Abstract: Anaerobic Membrane Bioreactor (AnMBR) is a promising technology for sustainable domestic wastewater (DWW) treatment, enabling energy, water, and nutrients recovery at low biomass production rates. However, membrane fouling remains a major challenge, increasing costs and limiting long-term performance. While fouling is often attributed to biomass components like extracellular polymeric substances (EPS), the mechanisms linking biomass responses to operational conditions and fouling remain poorly understood. This study presents a mechanistic framework for AnMBR fouling, demonstrating how changes in organic loading rate (OLR) and coagulant addition influence sludge rheology, sludge dewaterability, EPS hydration and viscoelasticity, and ultimately affecting membrane fouling propensity.
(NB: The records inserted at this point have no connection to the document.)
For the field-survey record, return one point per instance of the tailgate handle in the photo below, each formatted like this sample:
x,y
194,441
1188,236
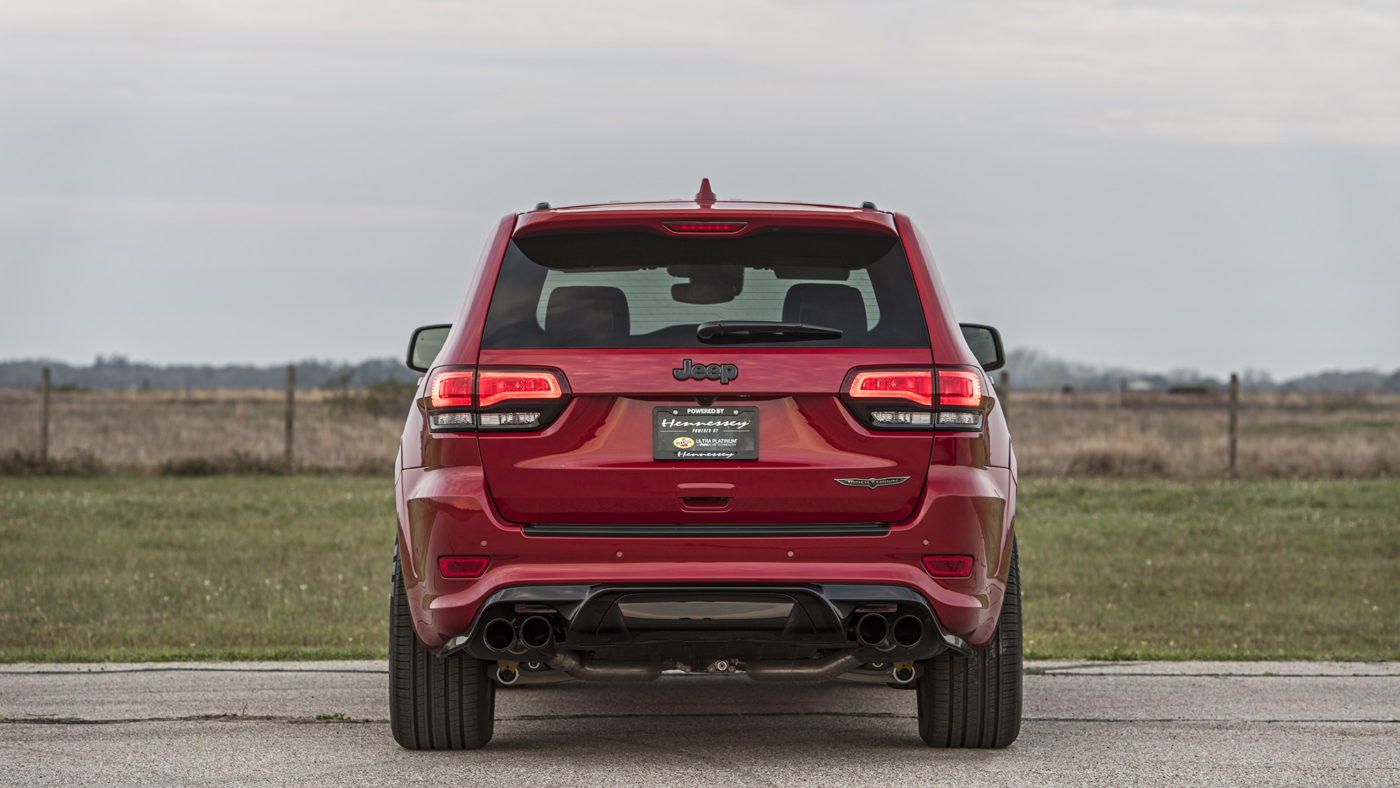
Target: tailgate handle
x,y
704,490
704,496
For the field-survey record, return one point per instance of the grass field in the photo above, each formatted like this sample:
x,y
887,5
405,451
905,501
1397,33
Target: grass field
x,y
1131,435
256,567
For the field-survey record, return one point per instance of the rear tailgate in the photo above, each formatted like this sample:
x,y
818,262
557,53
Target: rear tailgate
x,y
598,463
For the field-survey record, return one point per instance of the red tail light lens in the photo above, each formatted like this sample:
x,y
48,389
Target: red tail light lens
x,y
959,388
948,566
913,385
461,399
706,226
461,567
451,388
496,387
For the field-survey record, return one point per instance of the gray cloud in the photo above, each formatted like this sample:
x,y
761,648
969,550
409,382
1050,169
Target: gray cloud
x,y
1147,184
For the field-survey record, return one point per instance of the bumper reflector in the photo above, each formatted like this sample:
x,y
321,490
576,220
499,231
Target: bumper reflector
x,y
948,566
461,567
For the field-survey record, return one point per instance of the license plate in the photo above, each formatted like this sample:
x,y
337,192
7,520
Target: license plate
x,y
704,433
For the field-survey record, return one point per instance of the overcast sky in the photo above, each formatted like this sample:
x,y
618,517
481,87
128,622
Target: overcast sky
x,y
1154,185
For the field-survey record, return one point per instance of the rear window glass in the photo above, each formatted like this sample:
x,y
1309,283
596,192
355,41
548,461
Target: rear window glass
x,y
641,290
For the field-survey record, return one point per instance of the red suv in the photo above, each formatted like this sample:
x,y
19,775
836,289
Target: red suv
x,y
710,437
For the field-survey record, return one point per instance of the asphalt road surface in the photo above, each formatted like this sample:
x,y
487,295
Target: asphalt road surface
x,y
325,724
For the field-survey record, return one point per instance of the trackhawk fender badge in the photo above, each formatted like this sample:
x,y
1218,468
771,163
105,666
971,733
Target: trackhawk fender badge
x,y
723,373
874,483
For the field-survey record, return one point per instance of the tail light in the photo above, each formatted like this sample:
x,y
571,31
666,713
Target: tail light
x,y
465,399
940,398
948,566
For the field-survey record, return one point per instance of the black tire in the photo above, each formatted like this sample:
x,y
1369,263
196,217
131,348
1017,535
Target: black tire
x,y
434,703
975,700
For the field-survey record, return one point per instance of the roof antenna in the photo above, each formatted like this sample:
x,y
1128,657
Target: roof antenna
x,y
704,196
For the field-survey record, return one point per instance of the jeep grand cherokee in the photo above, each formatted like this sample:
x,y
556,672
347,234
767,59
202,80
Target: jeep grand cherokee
x,y
706,437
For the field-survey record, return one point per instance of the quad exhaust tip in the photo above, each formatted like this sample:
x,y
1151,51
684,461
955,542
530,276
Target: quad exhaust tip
x,y
907,631
499,634
872,630
536,633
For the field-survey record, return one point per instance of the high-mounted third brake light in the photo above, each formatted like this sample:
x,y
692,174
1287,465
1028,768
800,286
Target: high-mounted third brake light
x,y
706,226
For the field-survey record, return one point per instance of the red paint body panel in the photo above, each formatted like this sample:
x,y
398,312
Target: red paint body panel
x,y
469,493
450,512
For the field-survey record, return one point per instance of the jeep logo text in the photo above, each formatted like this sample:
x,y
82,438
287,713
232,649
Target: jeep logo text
x,y
723,373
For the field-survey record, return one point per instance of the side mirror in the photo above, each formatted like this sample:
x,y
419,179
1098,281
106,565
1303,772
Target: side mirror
x,y
986,345
424,346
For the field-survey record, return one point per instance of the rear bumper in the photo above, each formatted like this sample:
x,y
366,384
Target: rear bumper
x,y
447,512
700,624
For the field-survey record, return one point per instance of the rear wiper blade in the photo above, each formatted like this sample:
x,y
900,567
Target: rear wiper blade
x,y
727,332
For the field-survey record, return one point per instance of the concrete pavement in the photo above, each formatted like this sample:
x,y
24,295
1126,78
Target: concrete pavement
x,y
1085,724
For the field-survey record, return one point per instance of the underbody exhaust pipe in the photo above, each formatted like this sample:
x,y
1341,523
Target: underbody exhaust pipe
x,y
804,669
872,630
499,634
507,676
569,662
536,631
907,631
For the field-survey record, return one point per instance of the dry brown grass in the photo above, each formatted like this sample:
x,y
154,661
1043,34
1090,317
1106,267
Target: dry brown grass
x,y
149,430
1186,435
1057,434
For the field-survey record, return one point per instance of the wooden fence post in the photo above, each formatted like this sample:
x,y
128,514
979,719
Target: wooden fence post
x,y
1004,391
44,416
291,407
1234,419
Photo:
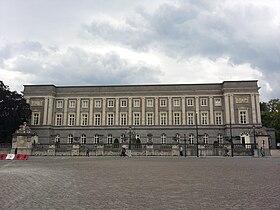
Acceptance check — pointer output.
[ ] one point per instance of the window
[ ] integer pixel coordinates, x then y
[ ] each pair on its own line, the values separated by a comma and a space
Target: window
110, 103
96, 139
220, 139
218, 118
71, 119
123, 103
218, 102
150, 102
97, 119
203, 102
243, 117
123, 119
84, 103
83, 139
162, 102
190, 102
191, 138
84, 119
204, 118
176, 102
163, 138
205, 138
72, 104
136, 118
59, 103
163, 118
58, 119
110, 119
176, 118
70, 139
36, 118
136, 102
110, 139
150, 118
190, 117
97, 104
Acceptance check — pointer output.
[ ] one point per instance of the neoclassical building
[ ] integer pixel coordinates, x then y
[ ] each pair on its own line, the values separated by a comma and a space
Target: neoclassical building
159, 113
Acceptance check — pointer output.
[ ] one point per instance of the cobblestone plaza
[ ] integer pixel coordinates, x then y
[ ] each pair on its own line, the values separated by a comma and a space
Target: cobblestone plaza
140, 183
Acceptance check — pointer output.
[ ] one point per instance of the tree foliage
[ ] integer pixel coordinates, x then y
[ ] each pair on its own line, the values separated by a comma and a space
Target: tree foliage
13, 112
270, 113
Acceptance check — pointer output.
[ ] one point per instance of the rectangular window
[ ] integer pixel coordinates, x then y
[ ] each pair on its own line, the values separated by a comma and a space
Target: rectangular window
204, 118
136, 118
190, 118
97, 119
123, 119
163, 118
36, 118
72, 104
243, 117
71, 119
203, 101
218, 118
84, 103
59, 104
97, 104
150, 118
176, 102
176, 118
58, 119
136, 102
190, 102
110, 119
163, 102
123, 103
150, 102
110, 103
84, 119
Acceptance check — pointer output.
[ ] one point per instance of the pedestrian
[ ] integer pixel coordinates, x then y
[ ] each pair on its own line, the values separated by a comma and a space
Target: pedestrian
181, 151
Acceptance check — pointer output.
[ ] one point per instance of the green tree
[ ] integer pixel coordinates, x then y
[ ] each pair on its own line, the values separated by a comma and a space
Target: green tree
270, 113
13, 112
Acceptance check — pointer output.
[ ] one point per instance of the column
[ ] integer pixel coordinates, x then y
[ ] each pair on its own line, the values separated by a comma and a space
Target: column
90, 111
169, 110
156, 110
197, 110
254, 119
143, 111
183, 101
211, 110
65, 117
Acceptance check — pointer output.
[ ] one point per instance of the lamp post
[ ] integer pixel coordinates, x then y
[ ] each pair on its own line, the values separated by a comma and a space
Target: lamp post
196, 126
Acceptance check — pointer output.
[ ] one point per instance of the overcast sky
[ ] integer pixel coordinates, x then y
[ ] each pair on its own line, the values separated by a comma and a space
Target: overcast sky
98, 42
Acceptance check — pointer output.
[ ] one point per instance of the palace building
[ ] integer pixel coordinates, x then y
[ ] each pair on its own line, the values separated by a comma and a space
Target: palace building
208, 113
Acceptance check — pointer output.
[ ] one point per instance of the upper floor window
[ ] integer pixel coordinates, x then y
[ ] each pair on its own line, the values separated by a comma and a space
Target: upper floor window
203, 101
59, 103
84, 103
162, 102
190, 102
72, 104
150, 102
123, 102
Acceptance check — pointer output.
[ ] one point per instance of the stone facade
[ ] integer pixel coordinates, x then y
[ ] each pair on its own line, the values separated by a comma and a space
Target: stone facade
156, 113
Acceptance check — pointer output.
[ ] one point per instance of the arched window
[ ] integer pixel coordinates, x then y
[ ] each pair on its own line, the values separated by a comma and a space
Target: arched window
220, 139
83, 139
70, 139
205, 138
96, 139
163, 138
191, 138
109, 139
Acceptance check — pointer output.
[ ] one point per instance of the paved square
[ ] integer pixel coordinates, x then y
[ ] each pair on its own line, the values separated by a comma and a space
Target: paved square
140, 183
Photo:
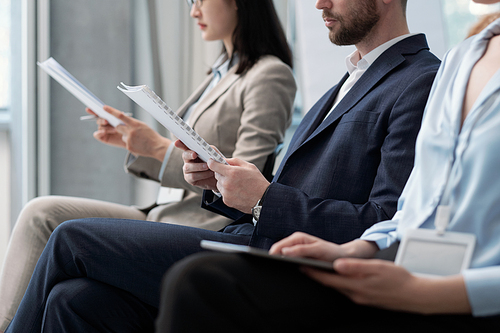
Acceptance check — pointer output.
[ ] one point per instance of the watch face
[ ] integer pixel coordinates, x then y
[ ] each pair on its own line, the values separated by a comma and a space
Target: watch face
256, 212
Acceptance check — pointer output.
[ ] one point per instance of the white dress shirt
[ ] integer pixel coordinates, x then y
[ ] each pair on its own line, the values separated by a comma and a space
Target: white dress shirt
357, 67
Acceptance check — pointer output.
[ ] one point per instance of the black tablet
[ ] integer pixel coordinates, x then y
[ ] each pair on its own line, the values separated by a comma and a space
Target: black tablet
234, 248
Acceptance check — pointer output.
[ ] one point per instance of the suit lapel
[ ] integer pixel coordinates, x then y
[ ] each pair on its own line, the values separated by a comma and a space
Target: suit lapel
387, 61
373, 75
313, 118
220, 88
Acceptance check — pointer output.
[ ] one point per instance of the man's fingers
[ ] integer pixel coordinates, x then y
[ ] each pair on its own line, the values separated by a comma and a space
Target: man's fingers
179, 144
294, 239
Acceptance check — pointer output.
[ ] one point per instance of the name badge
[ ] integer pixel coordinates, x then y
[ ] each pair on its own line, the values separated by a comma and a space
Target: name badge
169, 195
424, 252
436, 252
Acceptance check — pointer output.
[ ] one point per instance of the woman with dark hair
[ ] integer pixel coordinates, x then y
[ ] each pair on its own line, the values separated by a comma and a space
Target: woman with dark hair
243, 107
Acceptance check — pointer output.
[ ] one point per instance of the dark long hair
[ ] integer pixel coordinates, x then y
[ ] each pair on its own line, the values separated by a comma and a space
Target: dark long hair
258, 33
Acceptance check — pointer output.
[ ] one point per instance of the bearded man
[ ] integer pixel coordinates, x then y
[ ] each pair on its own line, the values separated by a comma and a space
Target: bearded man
344, 171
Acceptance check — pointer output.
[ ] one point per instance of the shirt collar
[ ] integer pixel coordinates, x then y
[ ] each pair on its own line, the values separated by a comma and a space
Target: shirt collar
370, 57
223, 64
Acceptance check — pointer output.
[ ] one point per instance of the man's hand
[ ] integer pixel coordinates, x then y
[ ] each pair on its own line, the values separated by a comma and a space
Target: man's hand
300, 244
382, 284
196, 171
303, 245
240, 183
134, 135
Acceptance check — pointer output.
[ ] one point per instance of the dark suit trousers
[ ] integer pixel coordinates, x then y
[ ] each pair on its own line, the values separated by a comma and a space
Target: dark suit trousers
237, 293
105, 275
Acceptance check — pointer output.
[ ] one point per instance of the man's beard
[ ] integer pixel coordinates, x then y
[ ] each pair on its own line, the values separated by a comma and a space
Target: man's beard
356, 25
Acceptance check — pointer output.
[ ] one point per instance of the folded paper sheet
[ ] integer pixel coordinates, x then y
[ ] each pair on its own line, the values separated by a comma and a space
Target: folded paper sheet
68, 81
149, 101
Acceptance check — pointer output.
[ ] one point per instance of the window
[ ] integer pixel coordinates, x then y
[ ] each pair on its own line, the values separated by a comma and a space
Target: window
4, 55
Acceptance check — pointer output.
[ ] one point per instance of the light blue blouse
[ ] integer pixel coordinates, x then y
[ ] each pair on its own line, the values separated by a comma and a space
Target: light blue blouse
462, 164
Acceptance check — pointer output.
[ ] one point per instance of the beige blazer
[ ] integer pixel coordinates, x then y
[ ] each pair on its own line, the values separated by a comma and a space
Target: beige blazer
244, 116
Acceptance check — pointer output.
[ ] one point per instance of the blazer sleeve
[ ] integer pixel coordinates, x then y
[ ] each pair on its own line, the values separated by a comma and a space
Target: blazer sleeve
287, 209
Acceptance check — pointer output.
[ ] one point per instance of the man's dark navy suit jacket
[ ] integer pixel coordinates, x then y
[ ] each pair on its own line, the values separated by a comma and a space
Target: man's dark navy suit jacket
341, 175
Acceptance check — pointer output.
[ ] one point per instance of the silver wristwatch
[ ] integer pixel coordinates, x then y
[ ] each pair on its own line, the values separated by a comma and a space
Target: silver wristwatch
256, 210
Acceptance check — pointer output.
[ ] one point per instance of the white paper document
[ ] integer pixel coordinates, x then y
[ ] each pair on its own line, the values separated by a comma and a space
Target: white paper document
149, 101
61, 75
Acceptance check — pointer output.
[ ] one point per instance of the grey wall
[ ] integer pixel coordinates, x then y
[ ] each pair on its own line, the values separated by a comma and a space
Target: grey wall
93, 39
Parallel investigations at lab- and pilot-scale AnMBR systems treating real DWW provide a unique comparison between controlled and real-world conditions. Our integrated microscale-to-macroscale approach captures the complexity of biomass behavior. On the microscale, EPS hydration and viscoelasticity were analyzed using quartz crystal microbalance with dissipation (QCM-D) and localized surface plasmon resonance (LSPR). On the macroscale, dynamic rheometry, sludge volume index (SVI), and capillary suction time (CST) quantified biomass stability and dewaterability, while optical coherence tomography (OCT) and scanning electron microscopy (SEM) revealed biomass floc structure and fouling layer formation. Our findings provide an expansive explanation of how OLR and coagulant addition affect biomass destabilization and membrane fouling in AnMBR for DWW treatment, paving the way for improved fouling mitigation strategies and contributing to more stable and cost-effective AnMBR operations.

Bio- Moshe Herzberg is a full professor at the Zuckerberg Institute for Water Research in Ben-Gurion University of the Negev, ISRAEL, appointed as a faculty member, since 2007. Prof. Herzberg did his postdoctoral training in Yale University and received both a PhD in Agricultural Engineering and BSc in Chemical Engineering from the Technion, the Israel Institute of Technology. Prof. Herzberg's research interests focus on microbial biofilms, biofouling and fouling of membranes, interfacial processes that relate to membrane separation and "anti-fouling" modified-membranes. Prof. Herzberg is an author of 90 scientific publications and more than 140 presentations and seminars. He serves as a co-leader of the CoWERC, the US-Israel Collaborative Water-Energy Research Center. Prof. Herzberg is currently performing an enhanced synergistic collaboration with different scientists and industries around the world, from Jordan, Italy, the united-states, and Israel.